I am working with TCGA data and I would like to divide cases into different groups with different activity levels of given transcription factors. Then I would like to perform for e.g. differrential expression analysis. Recently I learned about ISMARA web-tool which estimates TF activity using the expression levels of it's targer genes but it requires raw sequencing data which are not freely available in TCGA database. I think that it can be done using counts data but I do not know any tools for this. Can you tell me what can I use? Any R packages?
Ewentually, what can I use to find target genes of transcription factors?
Gene expression is normalized, and lost many information from raw data. You can't get peak of the read from gene expression value. So I think raw fastq, bam, or sam data is necessary for ISMARA.

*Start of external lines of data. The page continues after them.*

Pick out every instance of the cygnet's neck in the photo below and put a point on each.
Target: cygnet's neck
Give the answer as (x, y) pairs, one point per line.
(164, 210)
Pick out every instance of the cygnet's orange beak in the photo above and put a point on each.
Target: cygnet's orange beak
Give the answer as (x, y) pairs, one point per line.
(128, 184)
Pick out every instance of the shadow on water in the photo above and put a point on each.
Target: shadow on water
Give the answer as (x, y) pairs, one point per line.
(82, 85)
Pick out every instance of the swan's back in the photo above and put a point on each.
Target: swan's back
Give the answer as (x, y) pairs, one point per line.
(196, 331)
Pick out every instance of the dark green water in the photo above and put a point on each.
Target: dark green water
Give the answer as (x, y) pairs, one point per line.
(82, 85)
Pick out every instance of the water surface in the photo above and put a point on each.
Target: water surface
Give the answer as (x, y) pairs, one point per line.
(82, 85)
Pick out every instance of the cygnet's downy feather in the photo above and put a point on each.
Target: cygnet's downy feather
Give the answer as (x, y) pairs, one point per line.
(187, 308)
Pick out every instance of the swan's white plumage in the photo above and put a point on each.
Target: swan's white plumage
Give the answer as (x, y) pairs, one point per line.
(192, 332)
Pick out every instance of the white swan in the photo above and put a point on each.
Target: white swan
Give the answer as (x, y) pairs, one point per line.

There are many databases contain the target genes of transcription factor, TRANSFAC, JASPAR, and HOCOMOCO.
Why is information lost after normalization? Most tools calculate a single scaling factor so data distributon and size relationships between genes remain untouched. Also, I do not think that any of the databases you list contain target genes, they contain curated DNA motifs, nothing more.

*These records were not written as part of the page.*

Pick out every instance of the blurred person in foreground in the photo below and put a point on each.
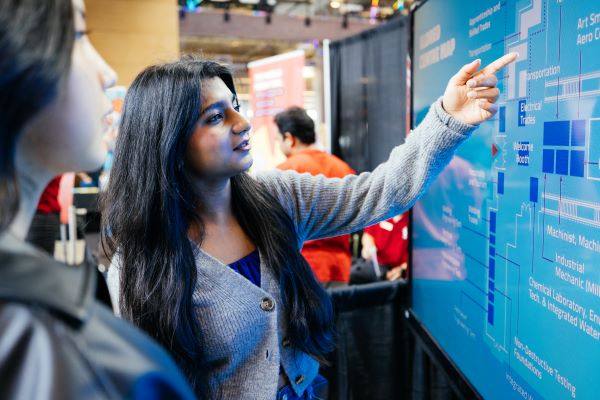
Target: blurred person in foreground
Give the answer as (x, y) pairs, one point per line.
(56, 340)
(330, 258)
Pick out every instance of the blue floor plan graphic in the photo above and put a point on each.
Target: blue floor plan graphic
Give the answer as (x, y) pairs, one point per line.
(506, 242)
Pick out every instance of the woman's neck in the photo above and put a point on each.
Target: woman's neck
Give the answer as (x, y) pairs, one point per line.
(215, 200)
(30, 190)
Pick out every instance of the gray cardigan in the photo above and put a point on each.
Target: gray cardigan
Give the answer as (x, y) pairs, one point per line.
(244, 326)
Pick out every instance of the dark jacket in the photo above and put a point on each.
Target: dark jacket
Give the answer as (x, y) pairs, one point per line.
(58, 342)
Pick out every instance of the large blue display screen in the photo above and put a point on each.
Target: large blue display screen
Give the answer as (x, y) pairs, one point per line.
(506, 261)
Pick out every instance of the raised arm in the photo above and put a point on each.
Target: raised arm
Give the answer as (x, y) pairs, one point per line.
(323, 207)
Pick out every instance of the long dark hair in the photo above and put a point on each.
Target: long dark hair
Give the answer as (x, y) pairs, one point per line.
(36, 38)
(149, 207)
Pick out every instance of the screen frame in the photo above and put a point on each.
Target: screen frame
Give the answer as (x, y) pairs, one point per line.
(458, 382)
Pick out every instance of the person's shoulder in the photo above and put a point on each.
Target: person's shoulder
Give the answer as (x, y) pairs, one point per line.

After normalization, we have a expression value named FPKM, RPKM, or RSEM. But we lost the information about which part of the gene have more reads, or which part of the gene have less reads. But peak is very important in transcription factor banding analysis.
These databases are well-known TF target databases, I have used them before.
You can use ARACNe and VIPER to estimate TF activity from expression data. The former builds a network of regulated genes and it was already run on most TCGA data. VIPER itself is accessible in a R package.